Players of Spain celebrate on the bench as Lamine Yamal of Spain celebrates scoring his team's first goal during the UEFA EURO 2024 Semi-Final match between Spain and France at Munich Football Arena on July 09, 2024 in Munich, Germany.
Alex Livesey/Getty Images

There are times during the course of a sporting event when something so spectacular happens that it immediately detaches itself from the surrounding context and becomes an object all its own. Lamine Yamal's goal during Tuesday's semifinal between Spain and France was one of those times.

The word for this phenomenon is transcendence. Lamine Yamal collected a loose ball, leaned to his right, leaned to his left, swung his left leg, and transcended. The phases of time united. There was the present: What a shot! What precision! What power! What a moment, down a goal 20 minutes into the semis of the European Championship, against Kylian Mbappé's France! There was the past: He's still just 16 years old! Hell, his dad is only 32! The youngest ever goalscorer at the Euros! What were you doing 16 years ago? What was your biggest accomplishment when you were 16? He's still just 16 years old! There was the future: Is what we witnessed merely the birth of something bigger? What will Lamine be in five years? In 10? In 20? Is this where we'll start the stories we'll tell our proverbial grandchildren, from some bunker deep beneath the Earth's irradiated surface, about what it was like to watch the legend that Lamine Yamal may have become?

Time's linearity isn't the only thing the goal transcended. At once the moment became a work of art in and of itself. The feints in the setup, the curve of the ball's trajectory, the image of Mike Maignan's outstretched hand reaching, reaching, reaching, but seeing the ball sail just over his fingertips, the carom off of the post, the tableaux of Lamine sliding on his knees, back to the camera, while in front of him stands a long row of jubilant Spanish faces in substitutes' bibs. An ingenious, beautiful, impeccable work from this young maestro, not his first of its kind but certainly his first masterpiece.

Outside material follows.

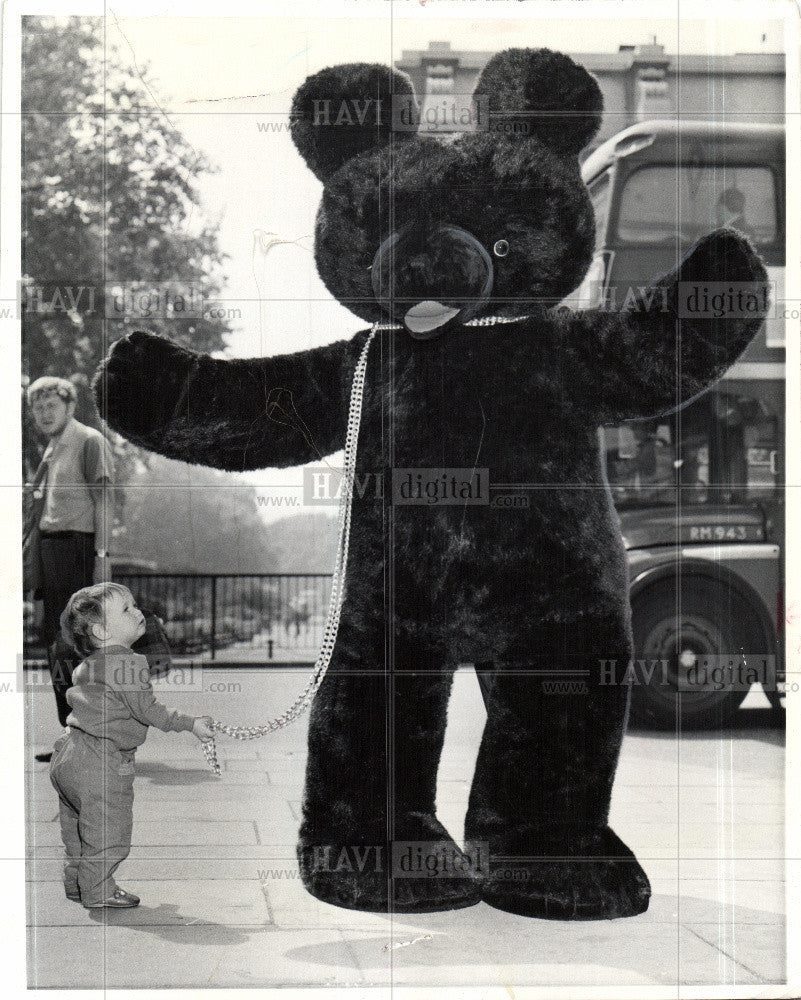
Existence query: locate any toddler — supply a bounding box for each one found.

The goal was transcendent in terms of the match itself, too. Prior to Lamine's shot, France had been playing its best soccer of the entire tournament. Spain had flubbed a golden chance at the start of the match when Fabián Ruiz stood before a gorgeous cross into the penalty box—which, fittingly, had come from Lamine Yamal's left foot—but couldn't keep his header down. Minutes later, Randal Kolo Muani stood before a very similar cross and nodded it into Spain's goal. Nine minutes in, the tournament's best defense already had a lead to defend.

At that moment, France finally looked fresh, spritely, and fluid on the ball. Mbappé, who'd teed Kolo Muani up on the goal with a gorgeous cross of his own, had removed his mask and, like Superman taking off his glasses, once again looked like a superhero. Spain had had its chance, missed it, and saw France take its first chance. Everything was set up for Spain, the surprise semifinalists, to bow out of the tournament with dignity against a heavily favored French team that had finally found itself. Spain was down on the scoreboard and, even more importantly, looked to be down emotionally. As the Jorge Valdano quote goes, soccer is a state of mind, and Spain appeared to be in no state to mount a comeback.

Lamine's goal in the 21st minute incinerated the entire context of the match as it had existed up to that point. Like Mbappé himself in the 2022 World Cup final, Lamine had no intention to simply play along with the story it seemed the match was settling into. By choosing to shoot in such a difficult, unexpected position, and by possessing the skill to rip the ball in off the far post from practically a standstill, Lamine completely changed the states of mind of both teams. France may have had Mbappé, but Lamine let everyone know that Spain had him. The emotional lift was palpable. There's no explaining Dani Olmo's go-ahead goal four minutes later, or Spain's brilliantly assured protection of that lead for the rest of the match, without the renewed belief Lamine brought to Spain with a kick that stood outside and above the match.

The one thing the goal couldn't transcend, and which in fact supplied a significant chunk of its transcendent quality, is Lamine Yamal's age. You can see the aforementioned tableaux of the sliding Lamine and the Spanish substitutes' faces, which can be seen at the top of this post, the reactions of his teammates to the strike. In normal circumstances, I would imagine that an early equalizer in a major tournament semifinal would inspire happiness, yes, but happiness mediated through determination and intensity; that almost angry happiness, more "Fuck yeah, now let's go again!" than "Oh my God we did it!" Seconds ago you were losing, you still aren't winning, and there's more than an hour to go in the biggest game of your lives. It's too soon for unalloyed bliss.

And yet when I look at those Spaniards, I only see two faces that bear the expected scowl. The rest are wide-eyed and open-mouthed, brimming with surprise and especially joy. I have to think that the unreserved happiness on those faces is because the players themselves had been transported out of the terms of the match itself due to the goal's transcendence, but were tied just enough to the underlying context to remember that it was a 16-year-old kid who'd done it, with everything his already famous precocity implies. The same thoughts that ran through viewers' minds had to have ran through theirs. How did he do that? How could he do that? He's only 16! What was I doing at 16? And what is he going to do next?

The one definitive answer we all got was to that last question. Next, he was going to continue helping Spain beat the two-time World Cup finalists, maybe not as the match's single best player (Rodri was once again colossal), but as the author of the one moment that changed the game, defined it, and will now stand alone outside of it—the first, and probably not the last, monument to what threatens to be an epochal, transcendent talent.